Saturday, March 03, 2007

Turkey's ex-president Evren probed for Kurd remarks

Reuters - By Gareth Jones

ANKARA, - State prosecutors have launched a criminal investigation into ex-president Kenan Evren, leader of a 1980 military coup, over his call for decentralising power in Turkey, the state Anatolian news agency said on Friday. Evren, 88, told the Sabah newspaper this week he favoured giving more powers to the provinces, and he dismissed fears this would embolden Turkey's Kurds -- "our brothers" -- to push for independence.

Ironically, Evren once denied the very existence of Kurds in Turkey, describing them as "mountain Turks" whose name came from the squelching noise their boots made when walking in the snow. After the coup, he restricted the use of the Kurdish language.

Anatolian quoted prosecutor Mehmet Yurtseven in Evren's home province of Mugla as saying: "I have given the necessary order to the relevant departments. We have begun an investigation. If there is a crime, we will do what is needed."

The agency quoted Ayla Kara, head of Mugla's bar association, as saying she thought Evren should be tried for his remarks because they would give a boost to separatist groups.

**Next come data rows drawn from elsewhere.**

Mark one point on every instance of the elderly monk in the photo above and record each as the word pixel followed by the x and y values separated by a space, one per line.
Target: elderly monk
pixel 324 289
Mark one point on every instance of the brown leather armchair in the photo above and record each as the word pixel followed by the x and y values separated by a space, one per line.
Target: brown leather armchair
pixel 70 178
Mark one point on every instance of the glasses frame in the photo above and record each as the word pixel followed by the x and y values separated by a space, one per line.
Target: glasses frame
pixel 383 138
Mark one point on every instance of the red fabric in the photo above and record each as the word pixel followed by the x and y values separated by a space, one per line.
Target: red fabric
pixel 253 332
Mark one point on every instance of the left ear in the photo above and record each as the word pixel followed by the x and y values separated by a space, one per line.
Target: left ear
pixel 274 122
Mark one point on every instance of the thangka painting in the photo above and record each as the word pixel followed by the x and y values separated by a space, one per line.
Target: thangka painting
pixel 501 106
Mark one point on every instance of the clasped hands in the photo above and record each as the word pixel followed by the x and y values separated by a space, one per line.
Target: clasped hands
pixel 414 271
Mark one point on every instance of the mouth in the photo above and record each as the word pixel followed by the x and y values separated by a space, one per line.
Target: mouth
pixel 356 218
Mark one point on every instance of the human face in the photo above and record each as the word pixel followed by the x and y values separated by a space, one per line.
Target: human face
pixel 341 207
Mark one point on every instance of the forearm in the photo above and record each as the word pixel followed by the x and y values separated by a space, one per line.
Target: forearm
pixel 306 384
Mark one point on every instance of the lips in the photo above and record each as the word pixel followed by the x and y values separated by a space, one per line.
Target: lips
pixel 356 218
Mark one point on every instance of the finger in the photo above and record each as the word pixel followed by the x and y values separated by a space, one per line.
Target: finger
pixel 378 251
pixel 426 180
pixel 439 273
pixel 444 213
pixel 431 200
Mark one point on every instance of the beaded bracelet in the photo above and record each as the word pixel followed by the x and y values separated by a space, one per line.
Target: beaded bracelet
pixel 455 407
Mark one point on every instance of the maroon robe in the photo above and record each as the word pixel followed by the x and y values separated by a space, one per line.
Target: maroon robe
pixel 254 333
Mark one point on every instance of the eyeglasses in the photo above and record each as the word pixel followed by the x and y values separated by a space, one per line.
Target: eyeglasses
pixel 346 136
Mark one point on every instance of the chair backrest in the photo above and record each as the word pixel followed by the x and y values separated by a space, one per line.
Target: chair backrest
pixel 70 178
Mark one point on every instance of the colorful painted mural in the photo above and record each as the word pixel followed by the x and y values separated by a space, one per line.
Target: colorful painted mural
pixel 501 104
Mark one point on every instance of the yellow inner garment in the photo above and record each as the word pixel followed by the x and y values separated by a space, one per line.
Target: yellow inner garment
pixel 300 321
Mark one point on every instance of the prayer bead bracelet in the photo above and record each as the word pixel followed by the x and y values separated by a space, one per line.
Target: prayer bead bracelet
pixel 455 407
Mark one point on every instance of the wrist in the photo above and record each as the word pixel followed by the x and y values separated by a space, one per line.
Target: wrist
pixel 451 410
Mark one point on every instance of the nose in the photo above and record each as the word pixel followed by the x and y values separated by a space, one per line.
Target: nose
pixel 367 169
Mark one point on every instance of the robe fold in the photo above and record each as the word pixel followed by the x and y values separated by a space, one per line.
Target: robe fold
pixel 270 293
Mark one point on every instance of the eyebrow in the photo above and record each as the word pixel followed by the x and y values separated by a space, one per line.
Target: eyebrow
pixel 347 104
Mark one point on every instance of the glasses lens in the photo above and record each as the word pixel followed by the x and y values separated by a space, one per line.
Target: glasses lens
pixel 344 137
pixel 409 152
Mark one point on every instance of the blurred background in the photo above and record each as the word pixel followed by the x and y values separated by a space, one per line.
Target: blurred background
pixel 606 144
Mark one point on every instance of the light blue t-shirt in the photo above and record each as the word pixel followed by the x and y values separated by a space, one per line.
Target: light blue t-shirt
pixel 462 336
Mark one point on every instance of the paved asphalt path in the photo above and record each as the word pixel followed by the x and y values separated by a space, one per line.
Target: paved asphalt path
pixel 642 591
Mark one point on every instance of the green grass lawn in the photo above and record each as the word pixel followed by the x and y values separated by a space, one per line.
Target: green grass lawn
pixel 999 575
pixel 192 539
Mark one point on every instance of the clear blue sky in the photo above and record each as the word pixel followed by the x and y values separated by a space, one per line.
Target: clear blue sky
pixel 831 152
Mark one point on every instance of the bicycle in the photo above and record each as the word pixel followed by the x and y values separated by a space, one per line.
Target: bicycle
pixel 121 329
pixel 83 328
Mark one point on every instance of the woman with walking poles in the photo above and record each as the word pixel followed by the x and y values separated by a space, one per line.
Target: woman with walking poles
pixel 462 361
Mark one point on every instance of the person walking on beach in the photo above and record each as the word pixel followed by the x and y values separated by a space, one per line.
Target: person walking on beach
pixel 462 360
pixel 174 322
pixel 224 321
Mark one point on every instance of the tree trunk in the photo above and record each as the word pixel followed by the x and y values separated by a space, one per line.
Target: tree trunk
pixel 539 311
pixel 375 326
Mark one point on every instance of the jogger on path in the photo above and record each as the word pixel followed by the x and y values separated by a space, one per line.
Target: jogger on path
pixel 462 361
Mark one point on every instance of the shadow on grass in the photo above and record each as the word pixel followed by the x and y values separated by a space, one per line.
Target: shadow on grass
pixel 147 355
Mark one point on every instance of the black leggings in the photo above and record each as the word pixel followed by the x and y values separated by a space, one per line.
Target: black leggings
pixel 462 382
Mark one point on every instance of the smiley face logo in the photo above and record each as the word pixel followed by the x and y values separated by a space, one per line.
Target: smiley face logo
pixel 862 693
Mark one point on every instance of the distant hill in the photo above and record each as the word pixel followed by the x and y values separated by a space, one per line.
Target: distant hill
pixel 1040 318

Under the post-coup constitution drawn up under Evren and still in force, Turkey has a very centralised political system. Calls for redistributing power away from Ankara are rare because of fears this could reignite Kurdish separatism.

Security forces have been battling rebels of the Kurdistan Workers Party (PKK) in mainly Kurdish southeast Turkey since 1984 in a conflict that has claimed more than 30,000 lives.
In his interview with Sabah, Evren said Turkey had nothing to fear from devolving power to the regions.


"They keep saying Turkey's Kurds would declare independence. They would not. Why would they want to secede if they are given the same rights? We must treat the Kurds as brothers," he said.

Evren broke another Turkish taboo in his interview by saying Ankara should accept the reality of an independent Kurdish state in nearby northern Iraq. Turkey fears such a state would fan separatism among its own Kurds and destabilise the wider region.

Turkish media later quoted Evren saying he had never spoken of setting up a "federation" in Turkey.

As leader of the September 12, 1980, military coup, General Evren presided over the jailing of hundreds of thousands of people, the banning of trade unions and a purge of universities. Torture and other human rights violations were widespread.

He has defended those actions, saying Turkey was heading towards anarchy in the late 1970s as leftists and rightists clashed violently in the streets and on university campuses.

From 1982 Evren served a seven-year stint as president. He then retired to Marmaris in the Aegean province of Mugla and took up painting, mostly shunning the political limelight.

Last year, during the funeral of ex-premier Bulent Ecevit, Evren expressed regret about arresting Turkey's political leaders during the military coup.